Il ruolo di Solaroli, ex sindaco Pd di Imola, più volte deputato e sottosegretario nei governi D’Alema, lo si è evinto dalla pubblicazione da alcuni stralci d’audizione della Guardia di Finanza alla Terzini risalenti all’aprile 2011. “Purtroppo vengo tirato in ballo in modo postumo”, racconta Solaroli, “Perchè le fiamme gialle mi hanno già interrogato durante le indagini senza che conoscessi le risposte che aveva dato loro la Terzini e senza che a fine istruttoria siano stati emessi provvedimenti a mio carico”.

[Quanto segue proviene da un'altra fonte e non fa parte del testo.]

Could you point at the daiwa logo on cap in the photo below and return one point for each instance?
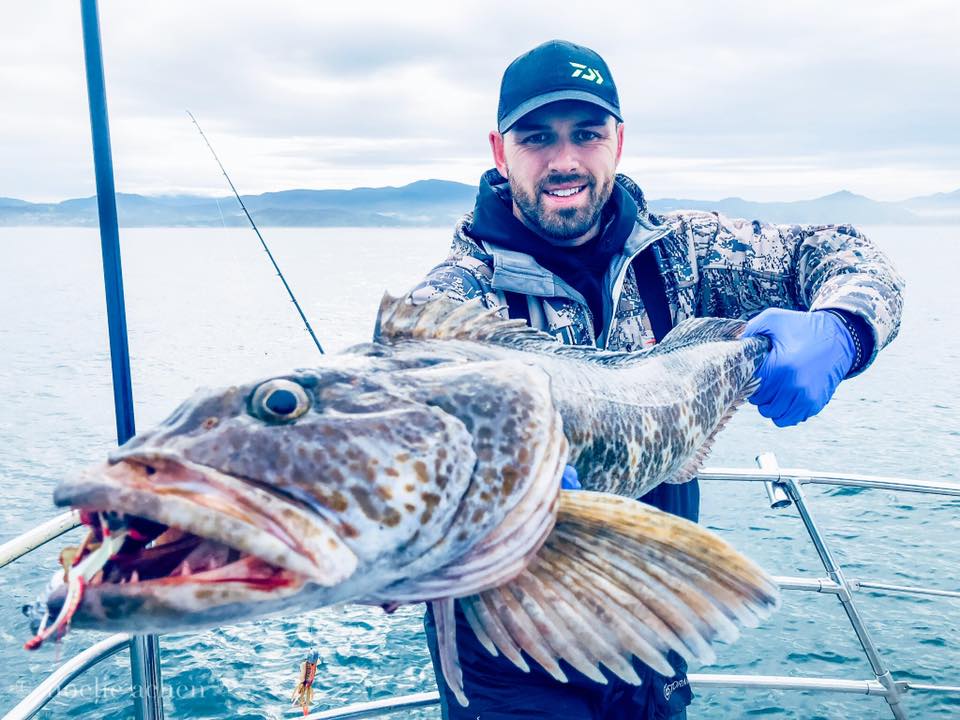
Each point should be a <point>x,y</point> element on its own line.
<point>588,74</point>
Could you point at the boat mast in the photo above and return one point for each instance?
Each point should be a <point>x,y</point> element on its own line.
<point>145,649</point>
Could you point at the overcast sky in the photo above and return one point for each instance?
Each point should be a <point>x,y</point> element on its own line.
<point>768,101</point>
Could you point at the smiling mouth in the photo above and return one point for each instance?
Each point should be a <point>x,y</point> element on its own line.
<point>566,192</point>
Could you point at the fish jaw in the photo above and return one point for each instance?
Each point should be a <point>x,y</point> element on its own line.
<point>282,552</point>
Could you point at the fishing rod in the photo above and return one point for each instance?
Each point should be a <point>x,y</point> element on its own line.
<point>257,231</point>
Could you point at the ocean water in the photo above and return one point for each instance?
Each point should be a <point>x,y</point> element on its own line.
<point>204,308</point>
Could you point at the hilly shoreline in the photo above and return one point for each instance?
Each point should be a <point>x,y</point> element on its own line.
<point>440,203</point>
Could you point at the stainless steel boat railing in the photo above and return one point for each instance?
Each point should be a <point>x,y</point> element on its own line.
<point>783,488</point>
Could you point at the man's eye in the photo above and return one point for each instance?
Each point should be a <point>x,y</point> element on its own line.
<point>536,139</point>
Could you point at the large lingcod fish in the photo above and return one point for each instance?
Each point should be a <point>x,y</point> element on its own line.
<point>425,466</point>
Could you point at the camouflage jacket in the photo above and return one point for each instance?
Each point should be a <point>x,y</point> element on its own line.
<point>711,265</point>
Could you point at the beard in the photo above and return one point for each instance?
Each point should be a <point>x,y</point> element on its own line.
<point>565,223</point>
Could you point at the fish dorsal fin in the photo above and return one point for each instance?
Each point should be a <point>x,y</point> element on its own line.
<point>696,331</point>
<point>444,319</point>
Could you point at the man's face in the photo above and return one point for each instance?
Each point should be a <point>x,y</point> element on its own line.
<point>561,161</point>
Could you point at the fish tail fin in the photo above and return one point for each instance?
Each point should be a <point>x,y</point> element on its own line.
<point>618,579</point>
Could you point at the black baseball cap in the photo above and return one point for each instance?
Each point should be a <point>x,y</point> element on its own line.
<point>556,70</point>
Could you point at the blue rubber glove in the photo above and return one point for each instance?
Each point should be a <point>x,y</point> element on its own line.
<point>811,353</point>
<point>569,480</point>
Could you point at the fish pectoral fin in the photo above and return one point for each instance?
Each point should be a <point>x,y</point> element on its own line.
<point>443,614</point>
<point>619,579</point>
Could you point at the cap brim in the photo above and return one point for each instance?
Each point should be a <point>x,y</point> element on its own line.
<point>539,101</point>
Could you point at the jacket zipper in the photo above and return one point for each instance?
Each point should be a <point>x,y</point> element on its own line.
<point>614,296</point>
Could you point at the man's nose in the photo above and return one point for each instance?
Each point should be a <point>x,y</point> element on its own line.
<point>565,158</point>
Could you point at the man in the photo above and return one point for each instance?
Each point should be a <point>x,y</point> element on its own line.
<point>561,240</point>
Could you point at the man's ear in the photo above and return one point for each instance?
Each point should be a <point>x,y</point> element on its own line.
<point>619,141</point>
<point>496,146</point>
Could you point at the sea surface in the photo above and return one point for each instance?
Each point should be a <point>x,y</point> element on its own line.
<point>205,308</point>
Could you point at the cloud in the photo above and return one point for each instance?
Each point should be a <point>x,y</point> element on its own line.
<point>767,101</point>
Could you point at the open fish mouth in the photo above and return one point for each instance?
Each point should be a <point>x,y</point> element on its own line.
<point>175,544</point>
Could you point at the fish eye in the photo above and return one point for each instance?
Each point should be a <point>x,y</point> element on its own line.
<point>279,401</point>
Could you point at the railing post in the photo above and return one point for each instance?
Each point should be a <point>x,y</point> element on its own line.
<point>144,651</point>
<point>893,695</point>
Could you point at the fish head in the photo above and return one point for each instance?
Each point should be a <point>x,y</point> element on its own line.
<point>303,490</point>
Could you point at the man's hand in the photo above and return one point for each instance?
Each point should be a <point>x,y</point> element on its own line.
<point>811,353</point>
<point>569,480</point>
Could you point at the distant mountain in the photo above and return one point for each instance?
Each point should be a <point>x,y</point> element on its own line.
<point>942,207</point>
<point>840,207</point>
<point>440,202</point>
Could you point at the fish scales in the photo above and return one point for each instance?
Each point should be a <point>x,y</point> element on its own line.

Secondo la Terzini sarebbe stato Solaroli la persona interpellata per avere maggiori e più precise informazioni riguardo la variante al permesso a costruire da parte della coop Terremerse di Giovanni Errani, fratello di Vasco, del 23 maggio 2006. Per i pm, però, non fu una semplice variante, ma un vero e proprio permesso, tanto da supporre l’impossibilità di costruire la cantina della cooperativa entro il termine massimo per avere diritto al finanziamento. Il caso venne sollevato a livello nazionale da Il Giornale e il presidente della regione Emilia Romagna, con molta celerità, assieme a Terzini e Mazzotti, si affrettò alla preparazione di una memoria difensiva depositata prima alla Procura della Repubblica e poi letta nell’aula del Consiglio Regionale.
“Avevo un rapporto amichevole con la Terzini: io ero capo di gabinetto di Errani e lei direttore del settore affari istituzionali”, spiega Solaroli, “lei mi chiamò perché il presidente voleva dare una risposta rapida alle accuse che gli erano piovute addosso da un quotidiano e le aveva affidato l’incarico di ricostruire i fatti per poi spedire il risultato della ricerca alla procura della repubblica”.
“Mi disse che faceva fatica ad avere i documenti dal Comune di Imola e mi chiese il favore di sollecitarli per avere risposta”, continua l’ex capo di gabinetto di Errani, “essendo stato sindaco della città per parecchi anni telefonai all’ufficio tecnico, anche se non ricordo esattamente con chi parlai, feci presente dell’esigenza, ma le informazioni tardarono lo stesso”.
“Avevo inteso che si stesse lavorando ad una variante di permesso, ma al telefono non approfondii”, conclude nel riportare il ricordo di quella giornata l’ex sindaco imolese, “Poi il parere tecnico e la sua formalizzazione non la seguii più e nemmeno lessi cosa fu scritto dai tecnici del comune di Imola. Oltretutto non sapendo nei particolari di cosa si trattasse, certi elementi tecnici erano evidenti soltanto agli occhi di uno specialista”.
La telefonata tra Terzini e Solaroli finisce qui, con i due che “non si vedono più per qualche tempo” e il documento scritto da Errani, Terzini e Mazzotti che finisce in procura, poi in aula consiliare, infine, in questi giorni, oggetto incriminato che porta alla formalizzazione dell’accusa per tutti e tre di falso ideologico: “Io nemmeno seppi cosa c’era scritto su quei documenti e non partecipai nemmeno alla discussione in consiglio regionale”.
Insomma, Solaroli si smarca dalle accuse della Terzini e anzi rilancia: “Non è nel mio carattere dare certezze su argomenti del genere al telefono. Sono comunque molto dispiaciuto del pasticcio che ne è venuto fuori”.
Un’inchiesta giudiziaria che sta facendo traballare uno degli uomini chiave del Partito Democratico nazionale: “Si è giunti a questa situazione caotica solo per la voglia del presidente Errani di rispondere subito e dimostrare la sua estraneità ai fatti contestati. Io lo conosco bene Errani: se solo avesse atteso, non fosse stato così precipitoso, le cose si sarebbero chiarite senza fretta”.
“Errani è molto puntiglioso”, chiosa Solaroli, “il pasticcio non l’ha commesso lui, ne sono certo. Comunque non so come andrà a finire la vicenda a livello giudiziario. Diciamo che sono rispettoso delle decisioni della magistratura”.